Corroboration of an accomplice is required by NDCC 29-21-14:
Testimony of accomplice -- Corroboration required. A conviction cannot be had upon the testimony of an accomplice unless he is corroborated by such other evidence as tends to connect the defendant with the commission of the offense, and the corroboration is not sufficient if it merely shows the commission of the offense, or the circumstances thereof.
Corroboration is needed to demonstrate the reliability of the accomplice as a witness. State v. Hogie, 454 N.W.2d 501, 503 (N.D. 1990). The corroborating evidence must tend to connect the defendant to the crime. Id.
Still, "[a]ll that is needed is other evidence corroborating one or more material details or facts which tend to connect the defendant with the crime." Id. (citations omitted). "It is not necessary that the corroborating evidence 'be sufficient, in itself, to warrant a conviction or establish a prima facie case,'" and "it is for the jury to weigh that corroborating evidence with the accomplices' testimony to determine the guilt or innocence of the defendant." Id. at 504 (citations omitted). State v. Burgard, 458 N.W.2d 274, 277 (N.D. 1990) (emphasis in original, citations omitted), explained: "The corroborating evidence need not 'establish criminal conduct,' but need only corroborate the accomplice as to some material fact and tend to connect the defendant with the crime. Furthermore, the corroborating evidence need not, in isolation, be incriminating, if the combined and cumulative evidence other than the accomplice's testimony tends to connect the defendant with the commission of the offense."
Here, Torres's presence at the scene by itself may or may not have been enough for a conviction. Compare City of Wahpeton v. Wilkie, 477 N.W.2d 215, 217 (N.D. 1991) (". . . this court require[s] more than mere presence to convict" for constructive possession in some cases), with State v. Morris, 331 N.W.2d 48, 54 (N.D. 1983) (constructive possession can be inferred from circumstances like "an accused's presence in the place where a controlled substance is found."). At oral argument, Torres cited Moreno v. State, 761 S.W.2d 407 (Tex.Ct.App. 1988) and People v. Dingle, 335 N.Y.S.2d 233 (N.Y. Sup. Ct. 1972) directing acquittals for insufficient corroboration from mere presence at the scene of a drug deal. Distant precedent is little help because we have held presence at or near the scene of a crime, together with other circumstances, is sufficient to corroborate an accomplice's testimony and to convict. State v. Garcia, 425 N.W.2d 918, 920 (N.D. 1988). There is more than mere presence or an isolated circumstance here. The act of the accomplice's attempted phone call to Torres's residence adds corroboration in this case. The aggregation of circumstances, reinforced with testimony by the narcotics officers, clearly corroborated Ramos's testimony and linked Torres to the drug delivery.

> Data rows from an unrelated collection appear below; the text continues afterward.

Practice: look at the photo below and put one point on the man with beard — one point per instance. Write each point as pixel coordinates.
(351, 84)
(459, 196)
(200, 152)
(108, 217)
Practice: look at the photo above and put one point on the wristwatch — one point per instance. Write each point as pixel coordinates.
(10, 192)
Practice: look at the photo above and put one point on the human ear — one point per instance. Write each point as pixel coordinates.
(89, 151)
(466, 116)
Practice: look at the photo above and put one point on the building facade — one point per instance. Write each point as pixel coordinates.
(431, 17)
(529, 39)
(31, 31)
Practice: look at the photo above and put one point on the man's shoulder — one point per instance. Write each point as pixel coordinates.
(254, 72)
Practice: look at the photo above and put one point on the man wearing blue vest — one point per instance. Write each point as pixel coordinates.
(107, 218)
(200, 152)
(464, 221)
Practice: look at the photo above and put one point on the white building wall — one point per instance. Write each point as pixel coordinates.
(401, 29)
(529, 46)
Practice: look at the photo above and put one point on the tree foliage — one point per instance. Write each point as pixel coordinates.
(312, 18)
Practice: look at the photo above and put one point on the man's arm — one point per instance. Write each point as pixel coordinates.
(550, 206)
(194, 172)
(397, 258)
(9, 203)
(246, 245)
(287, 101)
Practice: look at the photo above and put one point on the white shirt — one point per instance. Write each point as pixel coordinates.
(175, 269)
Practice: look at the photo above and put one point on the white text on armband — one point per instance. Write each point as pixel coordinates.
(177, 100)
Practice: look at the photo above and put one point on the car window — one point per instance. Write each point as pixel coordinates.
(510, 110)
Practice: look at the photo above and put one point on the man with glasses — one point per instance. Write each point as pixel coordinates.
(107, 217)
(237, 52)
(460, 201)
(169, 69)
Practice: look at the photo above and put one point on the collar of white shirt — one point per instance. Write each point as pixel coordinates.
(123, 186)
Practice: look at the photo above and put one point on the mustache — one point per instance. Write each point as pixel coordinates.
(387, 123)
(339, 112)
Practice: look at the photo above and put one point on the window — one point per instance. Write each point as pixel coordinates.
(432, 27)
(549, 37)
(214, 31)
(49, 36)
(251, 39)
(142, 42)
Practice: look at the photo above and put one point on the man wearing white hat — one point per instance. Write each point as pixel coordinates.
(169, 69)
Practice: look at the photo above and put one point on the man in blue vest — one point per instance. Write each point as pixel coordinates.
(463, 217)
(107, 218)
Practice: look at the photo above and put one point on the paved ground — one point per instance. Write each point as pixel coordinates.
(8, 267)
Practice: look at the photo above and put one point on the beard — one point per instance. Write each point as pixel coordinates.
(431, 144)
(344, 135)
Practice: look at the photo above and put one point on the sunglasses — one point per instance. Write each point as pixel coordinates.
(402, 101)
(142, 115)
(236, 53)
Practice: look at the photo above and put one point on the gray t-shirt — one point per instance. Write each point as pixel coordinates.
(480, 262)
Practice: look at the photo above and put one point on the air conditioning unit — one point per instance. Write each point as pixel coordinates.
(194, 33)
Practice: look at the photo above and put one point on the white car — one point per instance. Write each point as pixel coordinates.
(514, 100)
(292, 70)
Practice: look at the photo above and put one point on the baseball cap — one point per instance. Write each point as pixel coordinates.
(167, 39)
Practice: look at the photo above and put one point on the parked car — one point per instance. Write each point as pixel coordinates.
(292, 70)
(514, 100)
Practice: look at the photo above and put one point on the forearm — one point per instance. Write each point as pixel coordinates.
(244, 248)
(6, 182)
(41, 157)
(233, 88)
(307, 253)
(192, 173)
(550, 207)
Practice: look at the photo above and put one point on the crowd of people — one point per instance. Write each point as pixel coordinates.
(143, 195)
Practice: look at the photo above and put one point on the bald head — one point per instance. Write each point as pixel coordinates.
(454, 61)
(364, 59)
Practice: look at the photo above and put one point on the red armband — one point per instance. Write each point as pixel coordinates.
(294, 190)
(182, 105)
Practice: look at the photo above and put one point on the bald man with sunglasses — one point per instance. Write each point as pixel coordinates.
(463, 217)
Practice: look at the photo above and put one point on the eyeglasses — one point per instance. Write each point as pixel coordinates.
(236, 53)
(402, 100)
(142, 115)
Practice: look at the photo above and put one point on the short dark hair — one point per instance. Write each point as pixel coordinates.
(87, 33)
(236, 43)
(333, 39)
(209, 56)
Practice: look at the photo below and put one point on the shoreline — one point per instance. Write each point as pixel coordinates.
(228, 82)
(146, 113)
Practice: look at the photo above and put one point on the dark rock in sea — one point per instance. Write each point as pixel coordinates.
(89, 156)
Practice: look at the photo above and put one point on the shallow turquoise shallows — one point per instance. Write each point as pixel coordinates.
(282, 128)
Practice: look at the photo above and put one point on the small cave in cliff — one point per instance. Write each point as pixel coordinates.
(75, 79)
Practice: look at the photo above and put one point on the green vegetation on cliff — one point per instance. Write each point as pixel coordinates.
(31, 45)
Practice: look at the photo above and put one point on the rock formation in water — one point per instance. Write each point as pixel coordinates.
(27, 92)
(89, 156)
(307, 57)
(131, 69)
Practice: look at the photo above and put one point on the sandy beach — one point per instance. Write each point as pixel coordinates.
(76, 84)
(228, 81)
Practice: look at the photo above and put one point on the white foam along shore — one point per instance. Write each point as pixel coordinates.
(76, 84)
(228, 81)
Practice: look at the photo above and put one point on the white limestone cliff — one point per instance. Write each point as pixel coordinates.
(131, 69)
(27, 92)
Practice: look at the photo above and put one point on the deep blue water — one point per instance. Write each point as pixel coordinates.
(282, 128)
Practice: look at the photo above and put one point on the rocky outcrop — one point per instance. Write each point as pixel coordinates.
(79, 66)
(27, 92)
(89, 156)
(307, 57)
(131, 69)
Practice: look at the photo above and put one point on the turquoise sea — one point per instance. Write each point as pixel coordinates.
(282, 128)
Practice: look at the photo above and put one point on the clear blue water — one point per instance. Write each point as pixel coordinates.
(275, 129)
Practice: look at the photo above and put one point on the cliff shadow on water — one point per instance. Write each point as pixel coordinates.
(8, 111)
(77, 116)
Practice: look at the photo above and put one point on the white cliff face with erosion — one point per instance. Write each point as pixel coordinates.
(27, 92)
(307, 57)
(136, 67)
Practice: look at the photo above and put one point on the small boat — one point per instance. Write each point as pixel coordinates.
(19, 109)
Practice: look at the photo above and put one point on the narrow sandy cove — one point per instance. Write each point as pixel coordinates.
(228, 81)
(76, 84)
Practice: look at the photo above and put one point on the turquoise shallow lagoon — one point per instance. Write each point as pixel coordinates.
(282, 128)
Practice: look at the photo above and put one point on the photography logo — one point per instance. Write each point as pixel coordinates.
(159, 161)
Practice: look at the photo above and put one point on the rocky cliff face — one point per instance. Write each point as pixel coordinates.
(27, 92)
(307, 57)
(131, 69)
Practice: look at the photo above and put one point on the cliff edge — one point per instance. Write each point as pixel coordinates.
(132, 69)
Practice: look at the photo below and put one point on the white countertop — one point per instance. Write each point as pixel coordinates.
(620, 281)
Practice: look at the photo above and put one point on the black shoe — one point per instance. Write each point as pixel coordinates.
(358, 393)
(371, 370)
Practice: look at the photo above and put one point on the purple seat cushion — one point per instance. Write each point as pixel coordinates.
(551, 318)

Agent Nelson testified that, at his initial meeting with Ramos that day, Ramos "stated that he'd have to go make a call to see if he could produce the extra amount [of marijuana] that I requested. I had my cellular phone with me at that time and I gave it to Mr. Ramos to use, at which time he called a telephone number. There was no answer and he stated that he called Crookston, Minnesota." After Nelson returned to his
office, other officers "retrieved the number on the phone that was last called and that would have been the call that Mr. Ramos made." Another officer testified the retrieved number matched Torres's home telephone in Crookston.
Agent Nelson testified he gave Ramos $3,000 in the Kmart parking lot, and Ramos left to get the marijuana. Ramos soon returned with the drug and with Torres in his car. Even though Nelson hadn't seen Torres before, the chain of circumstances leading up to Torres's presence at the place of the drug delivery supports a reasonable inference that Torres was Ramos's supplier. State v. Burgard, 458 N.W.2d at 278 n. 3 (accomplice's attempt to phone a named source, his statement "he would get the marijuana" from that named source, and his confirmation "he had in fact obtained it" from that source were corroborative when the statements came before the accomplice "realizes that he is dealing with law enforcement agents"); State v. Lind, 322 N.W.2d 826, 842-433 (N.D. 1982) (statements made before realization of dealing with drug-enforcement agents independently corroborates testimony). Because Ramos did not then know Nelson was an undercover agent, the connecting circumstances here corroborated that Ramos obtained the marijuana from Torres.
Viewing the evidence as a whole and not in fragments, we conclude the aggregate evidence corroborated Ramos's testimony and tended to connect Torres with the crime of delivery of a controlled substance, just as we did in Burgard at 278. Viewing all inferences in the light most favorable to the verdict, we also conclude that the evidence reasonably established that Torres was guilty. Accordingly, we affirm Torres's conviction.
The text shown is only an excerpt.